Within the enterprise, belief, transparency, and management aren’t non-obligatory — they’re important.

There’s a rising variety of platforms enabling that form of management. Salesforce’s Einstein 1 Studio now helps bring-your-own-model, letting you join your individual LLM from AWS or Azure. IBM’s Watson lets enterprises deploy fashions internally with full audit trails. Databricks, with MosaicML, helps you to prepare non-public LLMs inside your individual cloud, so your delicate knowledge by no means leaves your infrastructure.

That’s what actual enterprise AI ought to seem like.

Backside Line

AI brokers are highly effective. They unlock workflows and automations we couldn’t do earlier than. However ease of improvement doesn’t imply it’s protected, particularly when dealing with delicate knowledge at scale.
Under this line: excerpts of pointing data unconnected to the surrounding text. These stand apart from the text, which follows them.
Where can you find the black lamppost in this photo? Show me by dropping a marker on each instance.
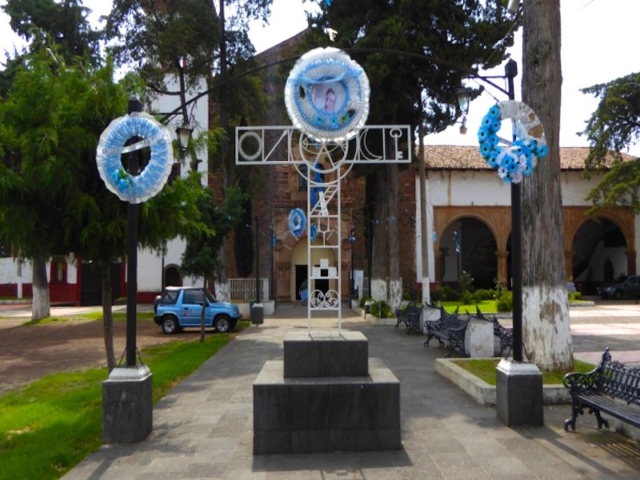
(352, 283)
(510, 72)
(135, 105)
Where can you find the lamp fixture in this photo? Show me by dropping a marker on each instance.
(183, 132)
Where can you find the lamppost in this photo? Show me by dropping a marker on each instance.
(510, 72)
(352, 284)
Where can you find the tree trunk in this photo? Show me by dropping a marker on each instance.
(40, 306)
(107, 316)
(202, 310)
(380, 238)
(395, 285)
(546, 333)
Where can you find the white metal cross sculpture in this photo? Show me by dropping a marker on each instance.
(327, 99)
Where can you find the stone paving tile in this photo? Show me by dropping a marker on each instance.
(203, 428)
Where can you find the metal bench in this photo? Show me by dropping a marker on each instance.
(505, 334)
(448, 329)
(611, 388)
(410, 316)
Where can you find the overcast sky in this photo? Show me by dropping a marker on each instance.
(598, 45)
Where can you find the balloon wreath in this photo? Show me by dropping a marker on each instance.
(529, 145)
(327, 95)
(134, 188)
(297, 222)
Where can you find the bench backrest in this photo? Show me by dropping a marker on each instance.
(619, 381)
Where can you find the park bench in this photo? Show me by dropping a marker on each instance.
(450, 328)
(504, 334)
(410, 316)
(612, 388)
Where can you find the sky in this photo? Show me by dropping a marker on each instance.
(598, 45)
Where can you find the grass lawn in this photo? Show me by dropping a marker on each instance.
(485, 369)
(49, 426)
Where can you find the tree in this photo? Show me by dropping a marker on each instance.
(409, 54)
(195, 40)
(546, 332)
(200, 256)
(612, 127)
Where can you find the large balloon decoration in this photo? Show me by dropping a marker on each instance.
(327, 95)
(517, 159)
(135, 188)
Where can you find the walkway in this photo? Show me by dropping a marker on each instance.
(203, 428)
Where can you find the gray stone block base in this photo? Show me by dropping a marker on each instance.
(325, 354)
(325, 414)
(127, 405)
(519, 398)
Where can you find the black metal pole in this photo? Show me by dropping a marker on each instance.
(132, 253)
(511, 71)
(257, 262)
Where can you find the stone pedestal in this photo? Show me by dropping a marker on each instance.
(127, 405)
(325, 396)
(519, 398)
(479, 339)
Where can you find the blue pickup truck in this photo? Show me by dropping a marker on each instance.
(177, 308)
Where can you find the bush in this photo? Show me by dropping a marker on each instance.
(467, 298)
(444, 293)
(381, 309)
(483, 294)
(504, 301)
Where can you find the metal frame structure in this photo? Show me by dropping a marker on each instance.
(326, 164)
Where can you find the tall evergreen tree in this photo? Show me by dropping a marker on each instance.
(546, 332)
(415, 54)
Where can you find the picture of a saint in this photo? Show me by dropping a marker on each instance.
(330, 101)
(328, 97)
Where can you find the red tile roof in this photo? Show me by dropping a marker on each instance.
(454, 157)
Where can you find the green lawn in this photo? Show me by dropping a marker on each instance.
(485, 369)
(49, 426)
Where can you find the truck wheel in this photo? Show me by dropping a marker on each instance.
(222, 324)
(170, 325)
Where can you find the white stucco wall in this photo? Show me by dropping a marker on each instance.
(485, 188)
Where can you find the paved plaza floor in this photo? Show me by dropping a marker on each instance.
(203, 427)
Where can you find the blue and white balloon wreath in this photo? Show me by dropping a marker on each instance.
(135, 188)
(297, 222)
(518, 158)
(327, 95)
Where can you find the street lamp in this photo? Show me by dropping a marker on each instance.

Earlier than you roll out that shiny new agent, ask your self:

  • Who controls the mannequin?
  • The place is the info going?
  • Are we compliant?
  • Can we audit what it’s doing?

Within the age of AI, the largest threat isn’t unhealthy expertise.
It’s blind belief.

In regards to the Writer
I’m Ellen, a machine studying engineer with 6 years of expertise, at present working at a fintech startup in San Francisco. My background spans knowledge science roles in oil & gasoline consulting, in addition to main AI and knowledge coaching applications throughout APAC, the Center East, and Europe.

I’m at present finishing my Grasp’s in Knowledge Science (graduating Might 2025) and actively on the lookout for my subsequent alternative as a machine studying engineer. When you’re open to referring or connecting, I’d really recognize it!

I like creating real-world affect via AI and I’m all the time open to project-based collaborations as effectively.